Whatever Happened to Saving for a Rainy Day?

My leak wasn’t this bad, and my recovery will be easier (photo from Divided Sky Roofing and Solar).

I woke up yesterday morning to the comforting sound of rain outside. Then I came into our kitchen to the terrifying sound of rain inside. A leak. I went up on the roof; looked for a source; couldn’t find it. So I bought a giant tarp – that’s stopped the water for now -- and called a roofer. It ain’t gonna be cheap to fix.

Life happens to all of us. Every year one quarter of Americans face a major house or appliance repair. About 30% have a major medical expenses. One in three of us have to unexpectedly repair or replace a vehicle.

We’re going to be fine with our roof — if insurance doesn’t work, we have cash in reserve.

But these days more and more of us don’t save for our rainy days.

At NC State’s Emerging Issues Forum earlier this month, I heard experts from across the country discuss what’s happening with American’s “financial resiliency.” I learned some sobering news about how many of us are one emergency away from disaster. And I got a peek at a few promising solutions.

First here’s some data.

We’re living on the edge:

Americans these days save about half as much as people in Sweden, Germany, Switzerland, Luxembourg and Mexico. That means most of us have a very small cushion in our lives to absorb bumps, dents -- or leaks.

Forget all hell breaking loose; we can’t handle even a little bit of purgatory.

·      38% of us struggled to pay bills at some point last year.

·      20% of us couldn’t pay more than two weeks of expenses if our primary source of income went away; another 20% couldn’t pay more than a month of expenses.
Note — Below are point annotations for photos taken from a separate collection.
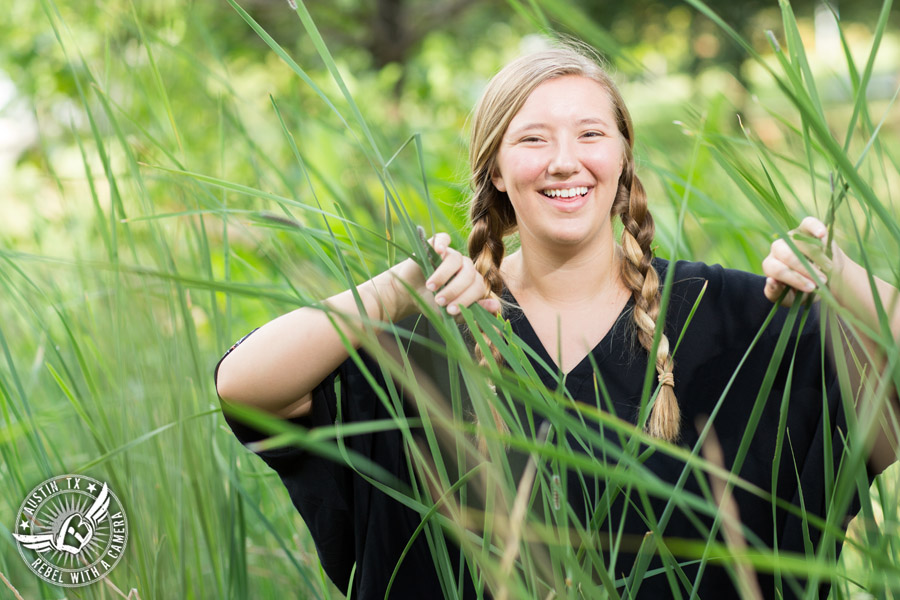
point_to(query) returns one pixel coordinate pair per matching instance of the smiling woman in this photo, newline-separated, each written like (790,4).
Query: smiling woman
(551,157)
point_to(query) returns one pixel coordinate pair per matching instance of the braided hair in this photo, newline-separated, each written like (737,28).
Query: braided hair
(492,216)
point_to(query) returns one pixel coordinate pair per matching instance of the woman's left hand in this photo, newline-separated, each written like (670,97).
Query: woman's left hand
(784,269)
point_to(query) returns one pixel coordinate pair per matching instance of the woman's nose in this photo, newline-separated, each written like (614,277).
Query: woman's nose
(564,160)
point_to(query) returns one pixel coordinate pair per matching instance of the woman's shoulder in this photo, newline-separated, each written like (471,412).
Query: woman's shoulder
(716,279)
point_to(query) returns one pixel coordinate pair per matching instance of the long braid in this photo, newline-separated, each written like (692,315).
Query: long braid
(640,277)
(486,249)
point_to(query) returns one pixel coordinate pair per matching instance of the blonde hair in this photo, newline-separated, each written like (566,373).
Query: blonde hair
(492,216)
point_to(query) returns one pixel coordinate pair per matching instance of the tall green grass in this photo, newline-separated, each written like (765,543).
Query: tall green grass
(196,210)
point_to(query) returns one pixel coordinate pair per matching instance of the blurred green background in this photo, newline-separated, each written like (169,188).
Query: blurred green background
(143,144)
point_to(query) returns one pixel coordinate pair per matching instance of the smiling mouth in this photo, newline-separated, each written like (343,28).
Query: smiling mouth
(566,193)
·      All sorts of people are vulnerable. The Consumer Financial Protection Bureau (CFPB) reports that the group most likely to have one month or less of income in savings is adults aged 35-54. Families of color struggle more: 85% of Blacks; 75% of Hispanics and 57% of Whites have less than one month of income available in savings. Families making less than $50,000 a year are most vulnerable — no surprise there — but at the Emerging Issues Forum, Washington Post financial columnist Michelle Singletary noted that 25% of families making more than $150,000 a year live paycheck to paycheck.
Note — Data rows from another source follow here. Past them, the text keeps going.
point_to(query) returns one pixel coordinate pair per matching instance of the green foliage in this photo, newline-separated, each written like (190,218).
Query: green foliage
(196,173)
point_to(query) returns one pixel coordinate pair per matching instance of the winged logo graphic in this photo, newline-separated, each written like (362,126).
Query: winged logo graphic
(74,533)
How did we get to this point?

We’ve embraced the singularity: More American adults are going it alone, whether unmarried or divorced. In the past five years, the percentage of people living alone has risen from 24% to 28%; in cities like St. Louis, Washington, DC, Cincinnati, Cleveland and Richmond, more than 40% of people live by themselves. It’s hard to save when you’ve only got one income.
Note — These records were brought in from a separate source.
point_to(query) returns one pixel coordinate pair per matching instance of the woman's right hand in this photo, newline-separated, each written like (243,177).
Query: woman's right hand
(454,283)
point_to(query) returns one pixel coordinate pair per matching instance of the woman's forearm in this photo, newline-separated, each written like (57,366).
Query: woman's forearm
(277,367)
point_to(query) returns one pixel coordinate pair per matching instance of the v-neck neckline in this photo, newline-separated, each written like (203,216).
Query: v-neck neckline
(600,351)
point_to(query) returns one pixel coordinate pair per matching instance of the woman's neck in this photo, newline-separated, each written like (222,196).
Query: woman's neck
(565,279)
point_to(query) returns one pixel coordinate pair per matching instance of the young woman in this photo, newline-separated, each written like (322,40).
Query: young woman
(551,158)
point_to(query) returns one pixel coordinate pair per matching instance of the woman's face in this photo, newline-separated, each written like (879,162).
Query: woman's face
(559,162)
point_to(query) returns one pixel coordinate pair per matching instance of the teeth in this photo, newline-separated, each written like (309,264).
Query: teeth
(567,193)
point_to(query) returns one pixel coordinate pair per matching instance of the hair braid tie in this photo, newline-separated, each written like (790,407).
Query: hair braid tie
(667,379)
Might as well face it: we’re addicted to spend: Over the past 40 years, real income for Americans hasn’t budged. But real spending has.

  • We spend more because it makes us feel good.

  • We spend more because technology makes it so easy – find; click; buy.

  • And we spend more because marketers are really good at their jobs.

David Kelly, chief global strategist at J.P. Morgan Asset Management, summarized it this way recently: "[C]onditioned by decades of pervasive advertising, we have been taught to buy not just all that we need or even all that we want but all that we can." At the Forum, Singletary cited research showing that 20% of our buying decisions are based on logic; the other 80% are based on emotion.

Critical expenses have gotten more expensive: Over the past twenty years, the cost of some of the major sources of debt has been increasing faster than inflation. College costs have increased 88% more than inflation; home prices have increased 70% more than inflation; medical costs rose 41% faster. Meanwhile wages only increased by 15% more than inflation.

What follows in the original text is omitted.